THE DECISION TO FILE A COMPLAINT WITH THE POLICE OR IBAC
A complaint should be the gateway to criminal and disciplinary proceedings against police. It also should be used by police to improve police practices.
The problem in Victoria at present is that in the vast majority of cases, police investigate or otherwise manage complaints. The Police Accountability Project (PAP) allege that sometimes police investigators assist the police they are investigating to escape liability.
Some of the ways PAP alleges this occurs is that police investigators:
- Ask police to send investigators a statement after the police know about the complaint and have been able to construct a response with their police colleagues.
- Focus on alleged client criminality rather than the complaint or the complaint history of the police they are investigating.
- Make up excuses for the police they are investigating.
- Fail to apply the law.
- Fail to investigate.
- Try to convince the client to drop their complaint or to plead guilty to charges.
- Assist the police they are investigating to improve the credibility of their evidence.
- Critically analysis the client’s version of events while accepting the police evidence on its face.
- Provide evidence to assist the prosecution of the charge against the client.
- Intimidate witnesses and complainants.
- Fail to comply with their own guidelines to ensure police investigations are separate from complainant prosecutions.
For these reasons, unless Independent Broad-based Anti-corruption Commission (IBAC) or another independent body agree to investigate, it is probably prudent to hold off on any police investigation until after any charges against the client relating to the incident are finalised in court.
Asking IBAC to investigate
You can make a complaint to IBAC, however most complaints will be investigated by the Police Conduct Unit in the Professional Standards Command of Victoria Police.
“Where the complaint is against a very senior officer, or relates to serious problems with police practices or procedures, or where IBAC considers it is in the public interest to do so, IBAC may investigate from the beginning. The PSC can review investigations and may require police to conduct further investigations or may conduct further investigations itself. As well as ensuring complaints are handled properly, reviews of police investigations allow IBAC to identify broader systemic issues that may need to be investigated.
If you have any doubt about how your complaint might be handled, it is best to first contact IBAC, which will be able to provide you with advice and your options, in confidence.
People of Aboriginal or Torres Strait Islander descent who have a complaint about the police can contact a Police Aboriginal Liaison Officer.
If you are unhappy with an IBAC decision, you can request an internal review of its decision. An IBAC staff member independent of the original decision-maker must conduct this review.”
IBAC, as a public authority, is required to consider human rights when it makes a decision.
See if your client is complaining about:
a) ill-treatment in custody,
b) police conduct that results in death or near-death,
c) racial discrimination in combination with one of the two factors above,
d) breach of a privacy right,
e) excessive use of force,
f) police criminality or a disciplinary offences.
Allegations of violations of these rights have been found to require an effective investigation by human rights bodies, courts and inquiry findings. Some of the sources are embedded into the above text.
You can find a more detailed discussion here: An Effective System for Investigating Complaints Against Police.
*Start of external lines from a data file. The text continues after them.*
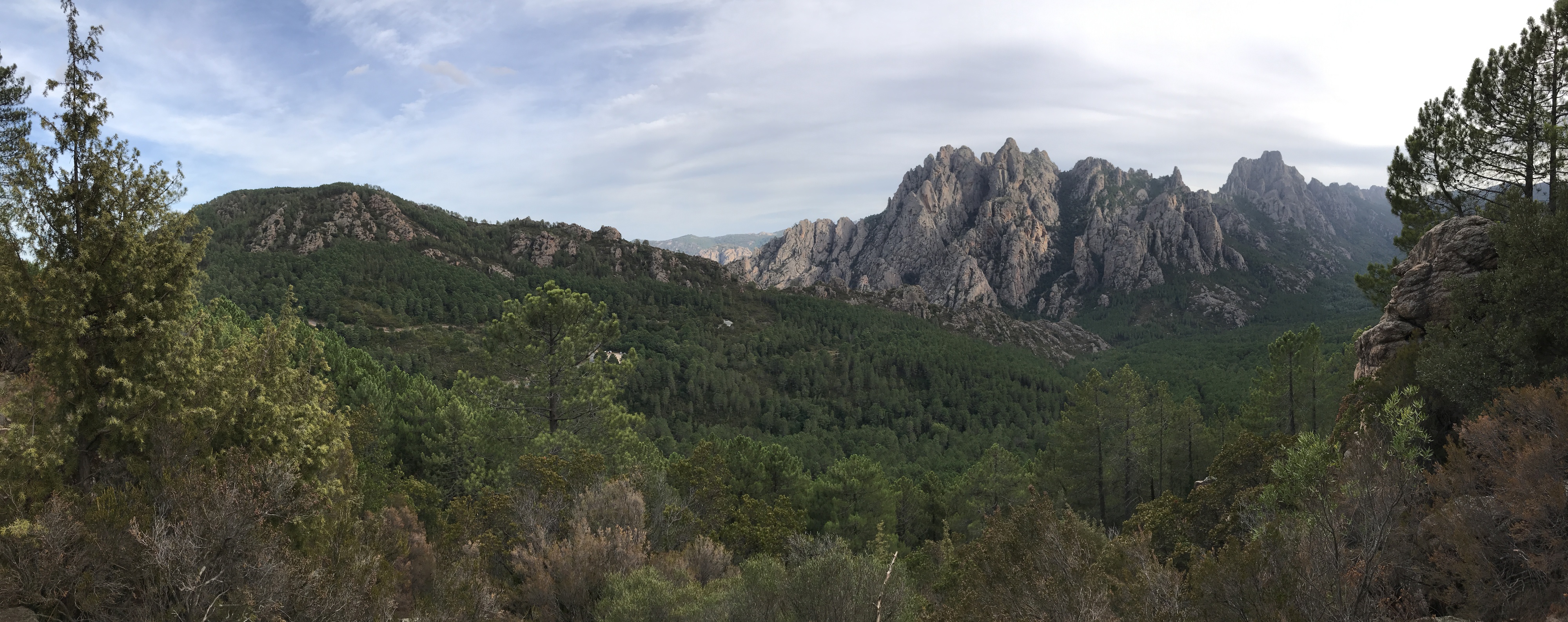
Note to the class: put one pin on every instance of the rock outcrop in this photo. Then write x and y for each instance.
(1456, 248)
(1011, 230)
(725, 255)
(1136, 228)
(1224, 305)
(369, 220)
(965, 228)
If IBAC fails to independently investigate your client’s complaint, you should consider the following:
a) Seek an internal review from IBAC
b) Make a complaint to the Victorian Ombudsman
c) File a judicial review with the Supreme Court (a test case is required)
d) If these mechanisms are ineffective and you have exhausted all domestic remedies, you could consider making a Communication to the United Nations Human Rights Committee alleging a violation of your clients rights.
An effective investigation is one that has the following qualities:
There should be organizational and functional independence; that is by non-police investigators according to established principles of independence and impartiality; [“This means not only a lack of hierarchical or institutional connection but also a practical independence ” “independent in law and practise” “Supervision [of the police investigation] by another authority, however independent, has been found not to be a sufficient safeguard for the independence of the investigation ].
The investigation should be capable of gathering evidence to determine whether the behaviour complained of was unlawful [whether the force used was justified ] and to identify and punish those responsible; [Furthermore, the investigation is “not simply about what happened….it is about why it happened”] [the investigative obligation of the state may – depending on the facts at issue – go well beyond the ascertainment of individual fault and reach questions of system, management and institutional culture.]
A speedy response and expeditiousness is crucial for maintaining trust and confidence in the rule of law and in order to dispel any fear or collusion in any attempt to conceal misconduct.
Accountability is served by open and transparent procedures and decision-making at every stage of the determination of a complaint against police; [In Anguelova v Bulgaria this principle was put: “there must be a sufficient element of public scrutiny of the investigation or its results to secure accountability in practice as well as in theory, maintain public confidence in the authorities’ adherence to the rule of law and prevent any appearance of collusion in or tolerance of unlawful acts.” ].
In order to safeguard his or her legitimate interests the victim is entitled to participate in the process.” [Effective Participation].